The architecture of the recommender is depicted in the above picture. News is continuously ingested from publisher feeds (rss, xml, etc.) and processed to extract useful information from them (entity extraction, unsupervised topic extraction, etc.) The enriched items are stored into a NoSQL store on the CPN platform. The recommenders compute what are the most interesting articles for a specific user according to a user profile that is constantly being refined by collecting events generated by users, such as user-clicks, reading-time, explicit likes/dislikes and so on.

The advantage of the system is that it is very flexible: a high number of configurations and customisations are possible. It is unlikely that every publisher will be using the same combination of techniques and, probably, the configurations will need to be fine-tuned over time. For example one publisher can privilege content-based recommendation over other techniques according to their own specific business needs or measured impact on the users.

In order to help publishers to find the most suitable configuration to their needs we have developed the Recommender A/B testing module.

Figure 2: Recommender A/B testing

Figure 2: Recommender A/B testing

In figure 2 a high-level overview of the module is presented; the users are partitioned into groups, and every user is associated to a specific recommendation technique (or a specific hybrid combination). Additionally the publisher can also define what subset of news items must be fed to a specific group (for example, deciding what kind of content has to be delivered to users based on age groups).

The module is tightly integrated with the CPN Recommender module and exposes an API that allows every publisher to create recommenders and user groups. It is a “configuration” module, and recommenders and groups can be created and modified at any moment by the publisher or administrators of the platform. User groups are created by specifying a name for the group and then, by calling a specific api, users are added to groups by specifying their user IDs.

By using such a module, a publisher is able to test different versions of a recommender at the same time on different user groups in order to compare the behaviour of different approaches to content personalisation. Every publisher is able to create an unlimited number of groups and recommenders and to associate a specific recommender to a group.

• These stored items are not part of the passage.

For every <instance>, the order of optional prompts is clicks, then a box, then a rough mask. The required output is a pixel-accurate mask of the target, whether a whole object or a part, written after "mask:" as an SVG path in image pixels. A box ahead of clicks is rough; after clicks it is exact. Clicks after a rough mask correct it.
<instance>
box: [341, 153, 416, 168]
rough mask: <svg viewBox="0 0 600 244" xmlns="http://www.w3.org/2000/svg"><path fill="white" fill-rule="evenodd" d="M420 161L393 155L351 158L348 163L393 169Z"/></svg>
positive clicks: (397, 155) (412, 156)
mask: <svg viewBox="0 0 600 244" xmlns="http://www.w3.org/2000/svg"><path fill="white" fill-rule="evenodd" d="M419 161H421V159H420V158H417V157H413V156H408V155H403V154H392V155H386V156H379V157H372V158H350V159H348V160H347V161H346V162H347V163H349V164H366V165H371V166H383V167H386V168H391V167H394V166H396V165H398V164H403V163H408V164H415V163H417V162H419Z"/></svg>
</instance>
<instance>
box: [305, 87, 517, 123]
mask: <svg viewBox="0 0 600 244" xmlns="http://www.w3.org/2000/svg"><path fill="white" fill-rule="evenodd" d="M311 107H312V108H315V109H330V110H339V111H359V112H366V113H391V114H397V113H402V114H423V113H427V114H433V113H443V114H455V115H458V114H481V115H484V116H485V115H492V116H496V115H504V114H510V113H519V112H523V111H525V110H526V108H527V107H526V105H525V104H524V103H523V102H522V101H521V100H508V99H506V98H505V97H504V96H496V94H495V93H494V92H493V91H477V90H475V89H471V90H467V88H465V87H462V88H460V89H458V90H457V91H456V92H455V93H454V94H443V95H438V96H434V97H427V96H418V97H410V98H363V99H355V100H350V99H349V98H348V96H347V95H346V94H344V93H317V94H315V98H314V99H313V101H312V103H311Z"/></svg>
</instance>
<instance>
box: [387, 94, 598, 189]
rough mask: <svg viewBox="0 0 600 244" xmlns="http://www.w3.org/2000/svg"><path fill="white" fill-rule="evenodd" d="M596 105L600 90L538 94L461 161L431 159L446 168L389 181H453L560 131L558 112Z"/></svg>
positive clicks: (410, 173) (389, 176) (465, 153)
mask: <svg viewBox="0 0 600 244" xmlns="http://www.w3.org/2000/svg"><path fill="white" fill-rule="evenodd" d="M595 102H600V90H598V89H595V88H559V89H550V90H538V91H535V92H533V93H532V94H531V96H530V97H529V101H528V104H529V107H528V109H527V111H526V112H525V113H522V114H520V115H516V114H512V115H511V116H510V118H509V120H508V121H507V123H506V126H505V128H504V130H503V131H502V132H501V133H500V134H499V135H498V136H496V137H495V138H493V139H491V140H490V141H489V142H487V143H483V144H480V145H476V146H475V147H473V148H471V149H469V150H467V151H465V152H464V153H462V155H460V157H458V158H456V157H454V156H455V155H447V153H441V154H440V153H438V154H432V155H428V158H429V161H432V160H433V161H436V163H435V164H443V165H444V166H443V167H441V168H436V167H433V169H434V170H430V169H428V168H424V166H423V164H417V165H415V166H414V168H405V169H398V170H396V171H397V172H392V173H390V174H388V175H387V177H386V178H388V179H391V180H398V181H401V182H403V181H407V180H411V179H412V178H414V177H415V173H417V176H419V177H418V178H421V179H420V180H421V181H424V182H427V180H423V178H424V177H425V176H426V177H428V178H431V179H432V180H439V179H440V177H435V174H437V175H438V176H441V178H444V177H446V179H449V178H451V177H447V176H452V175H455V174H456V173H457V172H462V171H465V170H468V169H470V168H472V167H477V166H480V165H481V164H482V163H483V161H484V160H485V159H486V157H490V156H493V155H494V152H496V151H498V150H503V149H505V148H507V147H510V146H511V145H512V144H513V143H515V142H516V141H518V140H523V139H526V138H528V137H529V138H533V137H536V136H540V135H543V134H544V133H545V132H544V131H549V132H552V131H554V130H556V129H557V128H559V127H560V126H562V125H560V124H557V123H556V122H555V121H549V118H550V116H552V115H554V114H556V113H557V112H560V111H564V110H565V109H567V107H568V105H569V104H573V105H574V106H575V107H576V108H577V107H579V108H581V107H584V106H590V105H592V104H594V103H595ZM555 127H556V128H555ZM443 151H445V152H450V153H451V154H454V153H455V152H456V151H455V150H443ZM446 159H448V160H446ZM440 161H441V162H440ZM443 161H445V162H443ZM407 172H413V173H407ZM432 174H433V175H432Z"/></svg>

A/B testing can produce concrete evidence of what actually works in personalisation. The module can be used for continuously testing new techniques and approaches in order to optimise conversion rates and gain a better understanding of customers.

Furthermore, the number of groups that can be tested is not restricted to only two (A/B). The module allows for unlimited number of recommenders to be tested concurrently in large scale experimentation campaigns.

Recommender A/B Testing: usage

The modules (via a REST api) allows every publisher to define:

  • Unlimited number of recommenders

  • Unlimited number of groups

  • Associating a specific recommender to a specific group

The structure of the module makes it very suitable for use especially in production environments. It makes it possible to continuously test new techniques and approaches in order to optimise the desired metrics or to test configuration changes of an existing recommender, and apply them only to a restricted number of users before releasing to the whole user-base.